Fasting is one of the most reliable triggers. Skipping meals or going on a very low-calorie diet can push bilirubin levels high enough to cause visible yellowing within a day or two. Other common triggers include dehydration, physical exertion, febrile illnesses, menstruation, and stress. The jaundice resolves on its own once the trigger passes. Gilbert’s syndrome is often discovered accidentally during routine blood work that shows mildly elevated bilirubin in an otherwise healthy person.

Why Newborns Often Turn Yellow

Newborn jaundice is extremely common and usually harmless. Babies are born with a high concentration of red blood cells, and their immature livers can’t process the resulting bilirubin fast enough. This physiologic jaundice typically appears on the second or third day of life, peaks around day four or five, and resolves within one to two weeks.

Jaundice that appears within the first 24 hours, however, is considered pathologic and needs prompt evaluation. Common causes include blood type incompatibility between mother and baby (ABO or Rh incompatibility), inherited red blood cell defects, and infections. Breastfeeding-related jaundice can also occur, either from insufficient milk intake in the first few days or from substances in breast milk that slow bilirubin processing. When bilirubin rises too quickly (more than 5 mg/dL per day) or reaches dangerously high levels, treatment with phototherapy (special blue lights that break down bilirubin through the skin) is standard. In rare severe cases, a blood exchange transfusion may be needed to prevent bilirubin from damaging the brain.
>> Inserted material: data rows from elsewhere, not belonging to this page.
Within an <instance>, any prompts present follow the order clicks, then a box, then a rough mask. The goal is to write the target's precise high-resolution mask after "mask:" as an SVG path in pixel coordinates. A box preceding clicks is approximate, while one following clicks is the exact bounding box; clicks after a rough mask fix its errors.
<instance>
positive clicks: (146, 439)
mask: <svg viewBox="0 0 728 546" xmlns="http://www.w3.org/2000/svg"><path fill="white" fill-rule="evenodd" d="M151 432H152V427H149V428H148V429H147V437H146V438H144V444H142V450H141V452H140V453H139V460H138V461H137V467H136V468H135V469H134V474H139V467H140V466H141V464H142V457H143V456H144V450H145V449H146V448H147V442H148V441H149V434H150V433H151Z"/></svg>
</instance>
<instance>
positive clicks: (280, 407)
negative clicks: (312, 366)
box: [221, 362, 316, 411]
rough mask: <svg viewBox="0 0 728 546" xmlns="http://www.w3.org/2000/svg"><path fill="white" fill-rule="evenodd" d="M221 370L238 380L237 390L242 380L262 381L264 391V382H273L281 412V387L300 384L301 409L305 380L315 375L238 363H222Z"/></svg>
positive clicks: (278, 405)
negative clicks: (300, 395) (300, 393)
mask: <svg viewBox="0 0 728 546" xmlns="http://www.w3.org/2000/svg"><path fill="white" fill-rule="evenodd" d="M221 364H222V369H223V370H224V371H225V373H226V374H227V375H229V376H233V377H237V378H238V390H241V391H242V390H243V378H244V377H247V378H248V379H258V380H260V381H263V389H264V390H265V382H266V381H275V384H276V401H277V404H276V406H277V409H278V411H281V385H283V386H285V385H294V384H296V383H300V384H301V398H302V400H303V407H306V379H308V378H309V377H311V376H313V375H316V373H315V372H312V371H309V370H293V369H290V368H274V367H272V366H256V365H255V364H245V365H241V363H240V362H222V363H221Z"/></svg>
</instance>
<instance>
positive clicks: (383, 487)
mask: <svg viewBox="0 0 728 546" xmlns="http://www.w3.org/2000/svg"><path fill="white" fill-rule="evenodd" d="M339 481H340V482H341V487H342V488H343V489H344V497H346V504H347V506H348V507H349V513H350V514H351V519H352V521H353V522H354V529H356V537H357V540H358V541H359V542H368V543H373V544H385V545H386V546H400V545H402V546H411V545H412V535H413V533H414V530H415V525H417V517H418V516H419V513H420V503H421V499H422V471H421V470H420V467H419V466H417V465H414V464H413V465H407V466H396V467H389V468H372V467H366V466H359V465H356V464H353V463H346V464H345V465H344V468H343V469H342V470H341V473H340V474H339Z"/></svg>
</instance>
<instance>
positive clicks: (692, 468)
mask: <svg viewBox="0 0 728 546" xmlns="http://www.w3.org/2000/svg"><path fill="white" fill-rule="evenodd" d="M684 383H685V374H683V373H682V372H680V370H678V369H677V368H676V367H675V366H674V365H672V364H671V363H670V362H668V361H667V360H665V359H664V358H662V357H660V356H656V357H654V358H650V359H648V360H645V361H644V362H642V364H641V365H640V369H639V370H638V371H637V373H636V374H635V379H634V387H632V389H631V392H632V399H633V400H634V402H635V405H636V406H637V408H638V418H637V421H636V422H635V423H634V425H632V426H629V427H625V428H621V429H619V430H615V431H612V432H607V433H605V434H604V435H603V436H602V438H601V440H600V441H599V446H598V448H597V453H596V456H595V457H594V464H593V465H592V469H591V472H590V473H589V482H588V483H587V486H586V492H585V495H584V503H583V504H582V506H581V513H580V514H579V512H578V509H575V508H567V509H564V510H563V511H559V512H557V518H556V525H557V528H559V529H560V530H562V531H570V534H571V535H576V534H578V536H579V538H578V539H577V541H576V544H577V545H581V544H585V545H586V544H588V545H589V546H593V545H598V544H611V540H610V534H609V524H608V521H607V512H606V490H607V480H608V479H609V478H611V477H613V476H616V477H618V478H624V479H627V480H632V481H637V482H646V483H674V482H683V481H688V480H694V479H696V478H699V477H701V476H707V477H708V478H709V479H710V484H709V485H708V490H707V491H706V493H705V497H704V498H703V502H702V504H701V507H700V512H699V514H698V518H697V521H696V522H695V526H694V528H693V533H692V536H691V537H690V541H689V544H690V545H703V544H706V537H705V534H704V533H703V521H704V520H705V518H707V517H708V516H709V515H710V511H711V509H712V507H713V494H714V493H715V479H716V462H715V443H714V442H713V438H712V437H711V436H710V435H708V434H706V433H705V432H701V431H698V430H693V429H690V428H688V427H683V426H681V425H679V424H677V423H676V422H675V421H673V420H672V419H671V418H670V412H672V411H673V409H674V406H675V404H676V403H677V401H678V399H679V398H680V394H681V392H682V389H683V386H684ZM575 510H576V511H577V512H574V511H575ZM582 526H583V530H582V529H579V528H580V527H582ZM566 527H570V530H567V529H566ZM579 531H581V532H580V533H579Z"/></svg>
When It’s Not Jaundice at All

Carotenemia is a benign condition that turns skin yellow-orange from eating large amounts of beta-carotene-rich foods: carrots, sweet potatoes, squash, mangoes, and leafy greens. It’s frequently confused with jaundice and can lead to unnecessary medical workups.
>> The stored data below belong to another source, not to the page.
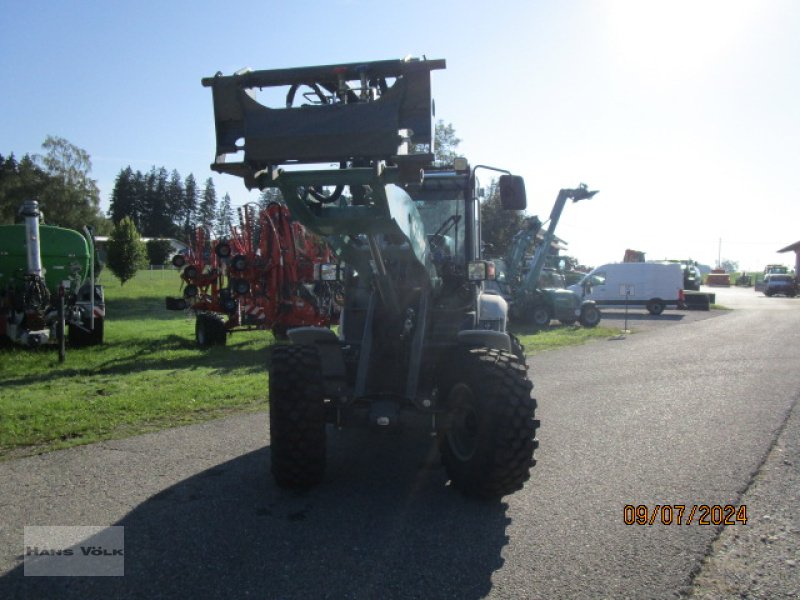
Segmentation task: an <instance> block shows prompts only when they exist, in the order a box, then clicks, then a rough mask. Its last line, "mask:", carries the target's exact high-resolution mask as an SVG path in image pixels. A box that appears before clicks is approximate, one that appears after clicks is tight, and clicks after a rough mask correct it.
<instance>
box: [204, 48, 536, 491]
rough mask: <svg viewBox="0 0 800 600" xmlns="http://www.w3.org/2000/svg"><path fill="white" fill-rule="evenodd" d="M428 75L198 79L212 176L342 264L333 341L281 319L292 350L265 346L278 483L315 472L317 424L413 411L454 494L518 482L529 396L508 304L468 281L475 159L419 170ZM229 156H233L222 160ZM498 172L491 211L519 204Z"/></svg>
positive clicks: (442, 64) (345, 69) (524, 433)
mask: <svg viewBox="0 0 800 600" xmlns="http://www.w3.org/2000/svg"><path fill="white" fill-rule="evenodd" d="M443 68H445V61H444V60H415V59H410V60H388V61H377V62H366V63H354V64H340V65H330V66H320V67H304V68H297V69H280V70H267V71H242V72H239V73H237V74H234V75H231V76H223V75H221V74H218V75H216V76H215V77H210V78H207V79H204V80H203V85H205V86H207V87H210V88H212V91H213V98H214V113H215V121H216V134H217V152H216V157H217V158H216V160H215V162H214V163H213V164H212V165H211V167H212V169H214V170H215V171H218V172H220V173H227V174H231V175H236V176H239V177H242V178H243V179H244V183H245V184H246V185H247V187H248V188H258V189H264V188H278V189H279V190H280V191H281V192H282V194H283V197H284V199H285V200H286V203H287V205H288V207H289V210H290V211H291V215H292V218H293V219H296V220H297V221H299V222H301V223H302V224H303V225H304V226H306V227H307V228H308V229H310V230H311V231H313V232H315V233H317V234H319V235H321V236H324V237H325V239H326V241H327V242H328V243H329V244H330V246H331V247H332V248H333V250H334V252H335V253H336V256H337V259H338V262H339V263H342V264H343V266H341V265H340V266H339V267H337V266H336V264H333V263H332V265H331V267H332V268H331V270H330V271H327V276H328V277H331V278H341V279H342V281H343V285H344V307H343V310H342V315H341V322H340V326H339V333H338V336H337V334H335V333H333V332H332V331H331V330H329V329H327V328H323V327H299V328H295V329H289V330H288V336H289V339H290V341H291V343H290V344H287V345H279V346H275V347H274V348H273V351H272V358H271V365H270V378H269V386H270V440H271V461H272V462H271V468H272V474H273V476H274V477H275V480H276V481H277V483H278V484H279V485H281V486H283V487H287V488H292V489H303V488H308V487H310V486H313V485H315V484H318V483H320V482H321V481H322V480H323V478H324V474H325V468H326V426H327V425H334V426H337V427H351V426H359V425H362V426H372V427H374V428H377V429H382V430H389V429H393V428H397V427H399V426H400V425H401V424H403V425H412V424H413V423H414V422H418V421H420V420H421V421H422V422H424V423H425V424H426V427H427V428H429V429H430V431H432V432H433V433H435V434H436V435H437V436H438V441H439V448H440V451H441V456H442V461H443V463H444V467H445V469H446V471H447V474H448V476H449V478H450V480H451V482H452V484H453V485H454V486H455V487H457V488H459V489H460V490H462V491H463V492H465V493H466V494H470V495H475V496H481V497H498V496H502V495H504V494H509V493H512V492H514V491H516V490H518V489H520V488H521V487H522V485H523V483H524V482H525V481H526V480H527V479H528V478H529V471H530V468H531V466H532V465H533V464H534V462H535V461H534V459H533V454H534V448H535V447H536V446H537V444H538V442H537V441H536V439H535V432H536V428H537V427H538V425H539V422H538V421H537V420H536V419H535V414H534V413H535V409H536V401H535V400H534V398H533V397H532V396H531V390H532V383H531V382H530V380H529V379H528V376H527V368H526V366H525V364H524V360H521V359H520V358H519V357H518V356H516V355H515V354H514V353H513V352H512V345H511V338H510V337H509V334H508V333H507V331H506V311H507V305H506V302H505V300H503V299H502V298H501V297H499V296H497V295H492V294H486V293H484V292H483V282H484V281H485V280H487V278H489V277H491V272H492V264H491V263H490V262H489V261H486V260H483V257H482V256H481V239H480V210H479V208H480V207H479V204H478V199H477V194H476V180H475V170H476V169H473V168H471V167H470V166H469V164H468V162H467V161H466V160H465V159H456V161H455V162H454V164H452V165H448V166H446V167H434V166H433V146H432V144H433V131H434V129H433V120H432V116H433V115H432V98H431V90H430V78H431V72H432V71H434V70H437V69H443ZM262 88H282V89H283V90H285V93H286V96H285V100H286V101H285V104H284V103H281V105H280V106H276V107H267V106H265V105H262V104H260V103H259V102H258V101H257V99H256V96H255V94H256V92H257V90H259V89H262ZM271 91H274V90H271ZM278 93H280V92H278ZM237 153H242V154H243V159H242V160H241V161H240V162H228V161H227V160H226V158H228V155H235V154H237ZM331 163H333V164H335V165H338V168H324V167H321V166H319V165H328V166H329V165H330V164H331ZM285 165H291V166H292V168H291V170H290V169H284V168H282V167H283V166H285ZM315 165H316V166H315ZM476 168H477V167H476ZM495 171H497V170H496V169H495ZM500 172H501V173H502V175H500V176H499V179H498V183H499V186H500V195H501V203H502V205H503V207H504V208H507V209H514V210H521V209H524V208H525V188H524V182H523V180H522V178H521V177H516V176H513V175H511V174H510V173H508V172H507V171H500Z"/></svg>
The key difference is where the color shows up. Carotenemia concentrates in the palms, soles, forehead, tip of the nose, and the creases beside the nostrils. Critically, it spares the whites of the eyes. If your palms look orange but your eyes are white, you’re almost certainly looking at carotenemia, not jaundice. It resolves gradually once you reduce your intake of carotene-rich foods, typically over several weeks as the pigment clears from your skin.
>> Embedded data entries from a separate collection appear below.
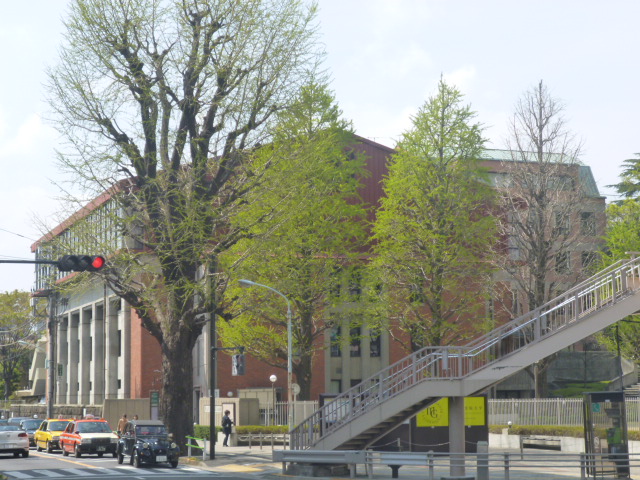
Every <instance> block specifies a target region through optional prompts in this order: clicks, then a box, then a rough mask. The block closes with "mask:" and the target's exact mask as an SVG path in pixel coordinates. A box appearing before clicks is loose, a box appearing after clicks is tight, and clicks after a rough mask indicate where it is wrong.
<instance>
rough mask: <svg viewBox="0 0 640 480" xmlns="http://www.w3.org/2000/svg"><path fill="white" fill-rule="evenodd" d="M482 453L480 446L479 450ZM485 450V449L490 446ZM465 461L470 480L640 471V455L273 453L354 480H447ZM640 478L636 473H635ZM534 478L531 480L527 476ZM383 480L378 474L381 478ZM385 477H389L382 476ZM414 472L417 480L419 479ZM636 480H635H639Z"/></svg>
mask: <svg viewBox="0 0 640 480" xmlns="http://www.w3.org/2000/svg"><path fill="white" fill-rule="evenodd" d="M478 448H479V449H480V445H478ZM485 448H486V446H485ZM454 458H456V459H462V462H464V463H463V464H464V466H465V470H466V472H467V473H466V475H470V476H475V478H476V479H477V480H490V479H492V478H493V479H500V480H502V479H504V480H510V478H511V476H512V475H513V476H514V477H517V478H542V477H544V475H545V474H546V475H548V476H547V477H544V478H552V477H551V476H553V475H557V476H560V475H566V476H574V477H576V478H577V477H578V476H579V477H580V478H581V479H582V480H586V479H587V478H589V477H596V478H602V477H610V478H616V477H617V478H630V476H631V472H632V469H640V454H611V453H594V454H585V453H581V454H570V453H523V454H521V453H519V452H518V453H514V452H504V453H497V452H492V453H488V452H481V451H479V452H478V453H463V454H458V453H454V454H450V453H441V452H380V451H370V450H366V451H365V450H274V452H273V461H274V462H282V472H283V474H284V473H286V464H287V463H301V464H333V465H348V466H349V471H350V474H351V478H354V476H355V473H356V465H357V464H361V465H364V466H365V469H366V471H367V476H368V477H369V478H373V469H374V467H380V466H386V467H390V468H391V471H392V475H391V477H392V478H399V469H400V467H402V466H413V467H424V468H425V470H426V475H425V477H426V479H427V480H435V479H436V478H448V477H449V474H450V470H451V462H452V459H454ZM636 473H637V471H636ZM527 474H530V475H531V477H528V476H526V475H527ZM378 475H379V474H378ZM383 475H384V474H383ZM415 475H416V474H415V470H414V471H412V477H415ZM634 478H635V476H634Z"/></svg>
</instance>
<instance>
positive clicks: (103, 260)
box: [58, 255, 106, 272]
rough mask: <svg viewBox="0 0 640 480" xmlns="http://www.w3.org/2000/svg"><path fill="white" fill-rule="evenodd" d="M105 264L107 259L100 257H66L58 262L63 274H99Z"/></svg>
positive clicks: (99, 256) (68, 255)
mask: <svg viewBox="0 0 640 480" xmlns="http://www.w3.org/2000/svg"><path fill="white" fill-rule="evenodd" d="M105 263H106V261H105V258H104V257H102V256H100V255H65V256H64V257H62V258H60V259H59V260H58V270H60V271H61V272H98V271H100V270H101V269H102V267H104V264H105Z"/></svg>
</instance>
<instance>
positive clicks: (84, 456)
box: [0, 449, 238, 480]
mask: <svg viewBox="0 0 640 480" xmlns="http://www.w3.org/2000/svg"><path fill="white" fill-rule="evenodd" d="M0 474H2V475H4V477H1V476H0V478H7V479H21V480H31V479H44V478H55V479H58V480H66V479H73V480H81V479H86V478H91V479H94V480H98V479H102V478H110V479H112V480H113V479H115V480H117V479H118V477H121V478H127V479H128V478H134V479H153V480H164V479H171V480H175V479H176V478H179V477H187V476H190V477H191V479H192V480H200V479H202V480H206V479H211V478H215V479H217V480H223V479H224V478H225V476H223V475H220V474H219V473H214V472H210V471H207V470H203V469H200V468H198V467H195V466H191V465H182V464H181V465H179V466H178V468H176V469H173V468H171V467H170V466H169V465H168V464H167V465H166V466H165V465H160V466H157V467H146V466H144V467H142V468H135V467H133V466H132V465H129V464H128V463H125V464H123V465H118V462H117V461H116V459H115V458H112V457H111V456H108V457H102V458H99V457H98V456H97V455H83V456H82V457H81V458H74V457H63V456H62V454H61V453H60V452H54V453H46V452H36V451H35V449H32V450H31V452H30V454H29V457H28V458H22V457H19V458H14V457H13V455H11V454H0ZM226 477H227V478H233V479H235V480H238V476H235V475H233V476H231V475H228V476H226Z"/></svg>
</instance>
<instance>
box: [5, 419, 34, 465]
mask: <svg viewBox="0 0 640 480" xmlns="http://www.w3.org/2000/svg"><path fill="white" fill-rule="evenodd" d="M0 453H13V456H14V457H17V456H19V455H22V456H23V457H25V458H26V457H28V456H29V435H27V432H25V431H24V430H22V429H21V428H20V427H19V426H18V425H0Z"/></svg>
How to Tell What’s Causing It

The location and shade of yellowing offer strong initial clues. Yellow eyes point to bilirubin. Yellow-orange palms with white eyes point to carotenemia. Jaundice accompanied by dark urine and pale stools suggests a blockage. Jaundice with normal urine color suggests red blood cell breakdown or Gilbert’s syndrome.

A simple blood test measuring total and direct bilirubin levels confirms whether jaundice is present and helps narrow the cause. Normal total bilirubin falls between 0.2 and 1.3 mg/dL. Elevated levels of unconjugated (indirect) bilirubin point toward red blood cell problems or Gilbert’s syndrome, while elevated conjugated (direct) bilirubin points toward liver disease or bile duct obstruction. Liver enzyme tests, a complete blood count, and imaging such as ultrasound fill in the rest of the picture when needed.